Students who are strongly interested in digital journalism, should compare Michael Massing's 2015 research, which we discussed Tuesday, with his earlier, 2009 article on the subject, also published in The New York Review of Books: "The News About the Internet," The New York Review of Books 56:13 (August 13, 2009). This survey of blogs, news aggregators, and other digital media is based on the way the Internet looked eight years ago. Much has changed. Try looking for Massing's 2009 sources to see how many no longer exist today. What does this attrition of sources mean to a culture based on the perhaps naive notion that certain kinds of "publications of record" (The Times of London, New York Times, even The New York Review of Books, itself!) would always be available as reliable and time-tested places to find commonly agreed-upon facts and opinion?
Students interested in search engines, especially Google's hegemony over most users' search practices, should visit and explore Google's Version of Its History. The following links lead to search portals other than Google: DuckDuckGo; Ask.com; Yahoo. How should we compare their search pages as visual displays, tools for finding specific information, entertainment devices, etc.?
If students are especially interested in digital archives, etc., they should read more in Batelle's The Search (2005), located in the Library print collection: John Battelle, The Search: The Inside Story of How Google and its Rivals Changed Everything. N.Y.: Portfolio, 2005, “The Database of Intentions,” “Who?, what?, where?, why?, when?, and how (much)?,” “Search before Google was born,” “Google.” 338.761 B335s 2005] If students are specifically interested in digital text archives, they can find further reading in these examples of Modern Literature Online Surrogate Sites. (Current examples include Rossetti, Blake, and a German Emblem Book aggregation. Please send me URLs for others!)

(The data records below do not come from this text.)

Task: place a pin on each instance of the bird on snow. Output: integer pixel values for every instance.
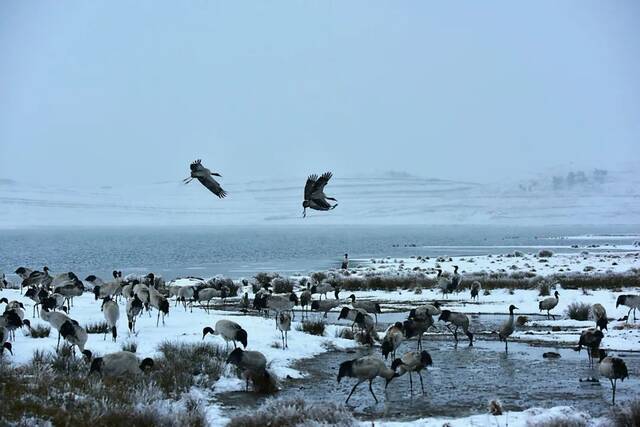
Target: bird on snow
(117, 364)
(365, 368)
(591, 339)
(459, 320)
(508, 328)
(549, 304)
(229, 331)
(614, 369)
(203, 175)
(631, 301)
(314, 197)
(600, 316)
(412, 361)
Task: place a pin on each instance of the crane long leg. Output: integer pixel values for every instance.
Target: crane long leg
(371, 390)
(352, 390)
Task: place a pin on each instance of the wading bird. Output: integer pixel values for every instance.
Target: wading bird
(363, 369)
(413, 361)
(508, 328)
(203, 175)
(613, 368)
(314, 197)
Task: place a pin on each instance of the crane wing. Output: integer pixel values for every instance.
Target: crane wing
(308, 187)
(321, 182)
(213, 186)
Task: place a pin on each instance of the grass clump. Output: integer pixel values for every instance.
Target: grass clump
(578, 311)
(312, 327)
(97, 328)
(282, 285)
(42, 392)
(40, 331)
(544, 290)
(131, 346)
(318, 277)
(626, 415)
(295, 412)
(264, 279)
(365, 337)
(346, 333)
(184, 365)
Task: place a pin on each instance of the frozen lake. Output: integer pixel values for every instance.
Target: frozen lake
(243, 251)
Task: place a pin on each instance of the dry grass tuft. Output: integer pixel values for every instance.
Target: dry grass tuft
(312, 327)
(295, 412)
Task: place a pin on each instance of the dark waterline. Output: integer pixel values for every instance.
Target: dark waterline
(242, 251)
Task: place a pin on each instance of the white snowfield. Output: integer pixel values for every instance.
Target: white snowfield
(400, 198)
(187, 327)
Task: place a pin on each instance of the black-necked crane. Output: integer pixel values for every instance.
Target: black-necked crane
(74, 334)
(371, 307)
(614, 369)
(412, 361)
(365, 368)
(252, 363)
(345, 262)
(160, 303)
(393, 337)
(419, 321)
(508, 328)
(324, 289)
(134, 309)
(37, 295)
(13, 319)
(284, 325)
(111, 313)
(549, 304)
(459, 320)
(4, 341)
(590, 338)
(117, 364)
(55, 319)
(229, 331)
(305, 300)
(631, 301)
(600, 316)
(204, 175)
(325, 306)
(314, 197)
(475, 290)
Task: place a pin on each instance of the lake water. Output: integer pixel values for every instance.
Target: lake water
(242, 251)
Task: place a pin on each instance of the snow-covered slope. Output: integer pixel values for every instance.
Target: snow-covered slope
(390, 198)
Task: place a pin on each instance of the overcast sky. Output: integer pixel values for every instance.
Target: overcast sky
(104, 92)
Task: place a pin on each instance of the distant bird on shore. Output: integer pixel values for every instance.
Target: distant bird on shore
(600, 316)
(590, 338)
(614, 369)
(203, 175)
(549, 304)
(314, 197)
(508, 328)
(631, 301)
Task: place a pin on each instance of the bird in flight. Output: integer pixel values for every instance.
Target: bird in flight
(314, 197)
(204, 176)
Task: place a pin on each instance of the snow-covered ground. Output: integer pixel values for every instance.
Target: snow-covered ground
(187, 327)
(589, 260)
(400, 198)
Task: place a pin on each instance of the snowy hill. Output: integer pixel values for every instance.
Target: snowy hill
(392, 198)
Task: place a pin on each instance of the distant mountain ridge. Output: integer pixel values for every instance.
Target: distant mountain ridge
(386, 198)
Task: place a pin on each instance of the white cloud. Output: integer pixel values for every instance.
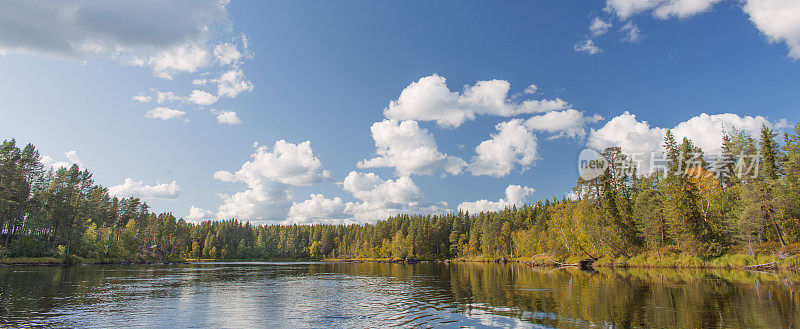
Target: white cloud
(567, 123)
(202, 98)
(318, 209)
(632, 32)
(142, 98)
(380, 199)
(625, 131)
(197, 214)
(262, 201)
(232, 83)
(166, 96)
(164, 113)
(429, 99)
(293, 164)
(227, 54)
(512, 145)
(641, 140)
(587, 46)
(515, 196)
(72, 158)
(167, 37)
(185, 58)
(227, 118)
(778, 20)
(137, 189)
(662, 9)
(410, 149)
(599, 27)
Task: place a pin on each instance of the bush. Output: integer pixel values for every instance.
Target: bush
(29, 246)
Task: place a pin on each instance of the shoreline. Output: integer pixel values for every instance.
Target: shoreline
(677, 263)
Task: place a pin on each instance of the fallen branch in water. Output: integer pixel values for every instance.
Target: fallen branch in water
(564, 264)
(772, 265)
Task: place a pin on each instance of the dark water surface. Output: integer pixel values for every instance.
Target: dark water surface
(299, 295)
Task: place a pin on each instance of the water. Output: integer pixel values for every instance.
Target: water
(301, 295)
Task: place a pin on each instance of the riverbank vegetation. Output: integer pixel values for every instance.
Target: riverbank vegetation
(697, 210)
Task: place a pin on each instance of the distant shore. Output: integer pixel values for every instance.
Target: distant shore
(646, 260)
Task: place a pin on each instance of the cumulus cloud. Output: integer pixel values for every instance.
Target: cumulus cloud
(587, 46)
(662, 9)
(141, 98)
(512, 145)
(227, 118)
(232, 83)
(72, 158)
(202, 98)
(380, 198)
(410, 149)
(268, 176)
(778, 21)
(131, 188)
(227, 54)
(429, 99)
(167, 37)
(318, 209)
(632, 32)
(166, 96)
(640, 139)
(164, 113)
(515, 196)
(599, 27)
(567, 123)
(262, 201)
(197, 214)
(292, 164)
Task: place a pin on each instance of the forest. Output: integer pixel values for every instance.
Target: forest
(705, 208)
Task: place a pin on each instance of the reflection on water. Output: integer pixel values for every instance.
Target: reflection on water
(370, 295)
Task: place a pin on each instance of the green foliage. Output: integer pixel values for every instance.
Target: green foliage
(620, 217)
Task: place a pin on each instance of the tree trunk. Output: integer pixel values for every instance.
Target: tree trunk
(777, 227)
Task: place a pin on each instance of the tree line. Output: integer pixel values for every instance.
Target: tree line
(694, 203)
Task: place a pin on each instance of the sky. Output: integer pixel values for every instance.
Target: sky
(352, 111)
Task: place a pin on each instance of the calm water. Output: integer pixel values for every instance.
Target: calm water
(298, 295)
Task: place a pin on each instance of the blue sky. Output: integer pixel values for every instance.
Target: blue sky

Visit and explore the following online archive sites: The Internet Archive (esp. "The WayBack Machine" search engine) Try entering the URL of some sites or pages you have known for a while. How old are they, and what did they look like in previous years? Students might start with http://faculty.goucher.edu/eng241/ or http://www.goucher.edu/ Note that the Archive "crawls" the Internet and takes periodic screen captures of what it sees, so months or years may go by between captures, and the page may have been changed many times between archiving intervals. Imaging a book with that many missing chapters. That is only one souce of information loss with which librarians must contend in the shift to digital text.
Science journals have migrated to online-only publication since the beginning of this century, and this change in access media was accompanied by an enormous increase in their access price. That is, Internet access made crucial information more expensive, not "free." Click here for "Shopping for Science Journals," a quick example of what happened to digital online scientific journals since 1990. Hint: the price went up, a lot.
Ways the materials stored in libraries change, libraries, themselves, change their structures moving from manuscript to print to digital. What is the "past," and what is the "future" of digital archives and digital documents?--First, let's see the near-past. Take a look at these two images of two famous scholars in their personal libraries: James Wilson Bright (Johns Hopkins University) and https://www.irishtimes.com/culture/books/when-my-father-met-gandalf-tolkien-s-time-as-an-external-examiner-at-ucg-1.3921043 an image of J. R. R. Tolkien in his office at Oxford University. They are sitting amid their "database" of print documents. Modern scholars now increasingly rely on digital texts. How might future libraries and students "inherit their libraries," as Goucher inherited (or at least bought) Professor Bright's?
Consider this visual representation of various types of library organization ranging from Medieval MS to early print to digital media work spaces. which was created to accompany the ACADIA 1998 International Design Competition for a Library for the Digital Age. Examine each library organization and be prepared to discuss how each reflects the kinds of texts and readers these libraries served. What constraints did the library builders work under and how has the modern library adapted previous libraries' information storage architecture?